We have a window of opportunity in the U.S. as our cases are going down steeply after the holidays and as we finally are rolling out our mass vaccination plans. We have a window of opportunity to reduce viral transmission before the new variants spread or new variants arise locally. We are going to need to keep paying close attention to personal protection, to ventilation, to effective masking, to reducing public gatherings and doing all the public safety measures we have been doing until we can bring transmission down to manageable levels at which public health officials and local authorities will be able to keep track — test, trace, isolate people who are contagious and support them through it despite new variants arising. We will need to learn from mistakes of months past, and we need to use our vaccines because they are still effective. Now, if we think about that three-dimensional response and interaction between antibodies and the spike protein, individuals will vary in which side of the spike they will create the antibodies for, what exact part of the virus their immune system blocks. So mutations in one part of the spike may or may not change how an individual’s immune system reacts to it. We need a lot of study on it, and we need to be aware of the variants that have the ability to escape antibody from prior infection and immunization.

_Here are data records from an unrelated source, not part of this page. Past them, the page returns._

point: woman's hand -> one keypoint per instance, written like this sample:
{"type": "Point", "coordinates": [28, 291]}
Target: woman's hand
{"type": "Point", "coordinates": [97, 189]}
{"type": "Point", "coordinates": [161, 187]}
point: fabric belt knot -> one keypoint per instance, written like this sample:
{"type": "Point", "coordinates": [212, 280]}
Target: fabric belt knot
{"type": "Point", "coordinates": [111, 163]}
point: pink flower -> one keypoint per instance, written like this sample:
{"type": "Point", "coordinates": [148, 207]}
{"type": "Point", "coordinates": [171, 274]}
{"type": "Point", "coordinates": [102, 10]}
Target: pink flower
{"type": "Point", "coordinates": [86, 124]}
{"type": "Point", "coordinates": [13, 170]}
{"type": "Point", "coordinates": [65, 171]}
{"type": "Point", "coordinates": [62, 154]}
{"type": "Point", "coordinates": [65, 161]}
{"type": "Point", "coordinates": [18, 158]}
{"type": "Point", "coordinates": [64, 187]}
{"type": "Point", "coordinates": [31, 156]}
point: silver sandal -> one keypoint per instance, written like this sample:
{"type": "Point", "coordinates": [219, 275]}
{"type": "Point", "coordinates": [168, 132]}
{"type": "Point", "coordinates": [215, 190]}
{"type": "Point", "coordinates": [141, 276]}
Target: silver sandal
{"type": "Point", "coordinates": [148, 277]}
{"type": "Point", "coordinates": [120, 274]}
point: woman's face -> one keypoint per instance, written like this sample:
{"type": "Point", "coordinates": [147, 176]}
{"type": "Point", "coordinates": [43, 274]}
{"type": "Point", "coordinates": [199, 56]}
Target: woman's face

This brings me to my last point, which is that public health laboratories and labs and researchers that are able to perform genomic surveillance or look for those concerning mutations in the virus that circulates — they are absolutely critical resources. Many of them have been operating on a shoestring budget or had staff that are themselves depleted and exhausted over the past year. And we really need to bolster this capability in order to meet the challenges from new variants of the virus. Thank you very much.
[0:14:47]
RICK WEISS: Thank you, Dr. Akselrod — fantastic. And I see we already have a few questions coming in on some of this, which we will get to. Meanwhile, let’s switch over first to Dr. Sandrock. Thank you.
Post-Acute COVID Syndrome
[0:14:58]
CHRISTIAN SANDROCK: Great. And hopefully you guys can all see the screen here. And if you can’t, let me know. And I’m Christian Sandrock. I’m a pulmonary and critical care and infectious disease doctor at the University of California, Davis, if you — as you heard of. And talking a little bit about the long-term effects of COVID has been a bit of a challenge. And, you know, to say it’s poorly understood is true, but there’s a few things we’re sort of working in a direction towards. And the first thing I want to mention is a little bit about the naming of it. And this is not just only my pet peeve. I know in the beginning, as infectious disease physicians, we all spent times just explaining what’s the difference between SARS-CoV-2 the virus and COVID. Particularly when our colleagues would call and say they’re COVID-positive, it drove a lot of the infectious disease physicians crazy.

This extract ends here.